Up until now, the Central Artery /Tunnel has been criticized mainly for its cost escalation and tunnel leaks, which can partially be explained, given the ambitious nature of the decade-long project. But the recent death of a woman passenger in a car rightfully brings the project under much harsher scrutiny.
From a conceptual and practical standpoint, the project is a great success. It reconfigured the major transportation arteries of a great American city and eliminated an elevated expressway system that was hideous by modern standards. By sending much of the city’s traffic underground, it has made Boston more livable and triggered billions of dollars of new commercial, residential and recreational development. Even more is to come.
Some would say that problems should be expected on any project of this magnitude. The cost escalation from $2.3 billion to $14.6 billion can be explained by an initial estimate that was based on an introductory version of the project that was politically motivated in order to get the job moving. And then came dramatic changes in scope that spread the project throughout the city.
The leaks that plagued one tunnel segment can be explained by difficult subterranean conditions and flawed construction methods.
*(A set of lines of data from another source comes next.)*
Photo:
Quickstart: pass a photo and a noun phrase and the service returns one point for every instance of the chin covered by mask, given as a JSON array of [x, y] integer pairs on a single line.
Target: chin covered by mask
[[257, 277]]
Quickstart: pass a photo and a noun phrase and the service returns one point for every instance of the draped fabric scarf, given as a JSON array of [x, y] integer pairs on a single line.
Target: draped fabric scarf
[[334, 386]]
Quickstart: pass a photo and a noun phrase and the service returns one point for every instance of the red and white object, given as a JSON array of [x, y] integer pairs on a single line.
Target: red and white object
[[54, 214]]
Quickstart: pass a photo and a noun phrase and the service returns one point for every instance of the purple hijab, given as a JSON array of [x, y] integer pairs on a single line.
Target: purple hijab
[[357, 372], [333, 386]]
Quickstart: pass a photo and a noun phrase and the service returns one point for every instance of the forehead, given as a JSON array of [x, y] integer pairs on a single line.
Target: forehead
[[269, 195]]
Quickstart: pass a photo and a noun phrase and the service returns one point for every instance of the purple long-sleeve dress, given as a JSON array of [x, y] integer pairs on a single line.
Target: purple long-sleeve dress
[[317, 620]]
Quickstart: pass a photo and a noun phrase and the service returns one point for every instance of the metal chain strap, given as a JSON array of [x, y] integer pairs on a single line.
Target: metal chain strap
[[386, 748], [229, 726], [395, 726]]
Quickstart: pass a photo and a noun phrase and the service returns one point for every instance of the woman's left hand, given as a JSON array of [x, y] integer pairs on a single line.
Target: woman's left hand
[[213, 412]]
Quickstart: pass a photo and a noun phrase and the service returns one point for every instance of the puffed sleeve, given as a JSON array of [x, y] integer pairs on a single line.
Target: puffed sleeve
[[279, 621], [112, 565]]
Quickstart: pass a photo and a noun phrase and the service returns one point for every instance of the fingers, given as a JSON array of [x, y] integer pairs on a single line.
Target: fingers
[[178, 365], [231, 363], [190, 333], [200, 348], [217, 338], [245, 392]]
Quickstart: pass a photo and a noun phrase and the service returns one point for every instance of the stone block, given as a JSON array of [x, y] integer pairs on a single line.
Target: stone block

No one was hurt and the flaws were corrected.
But the hanger system failure involves an engineered system with manufactured components. There is no excuse for the collapse and a criminal investigation is under way.
The lesson that everyone on mega projects—from the top leaders to craft workers—should take away from this incident is that they all have a role to play in making complex projects safe. If something looks stupid or unsafe to the experienced eye, it probably is and there is an obligation to speak up. The safety obligation to the end user is the same that everyone has for their own personal safety. The life you save may be your own.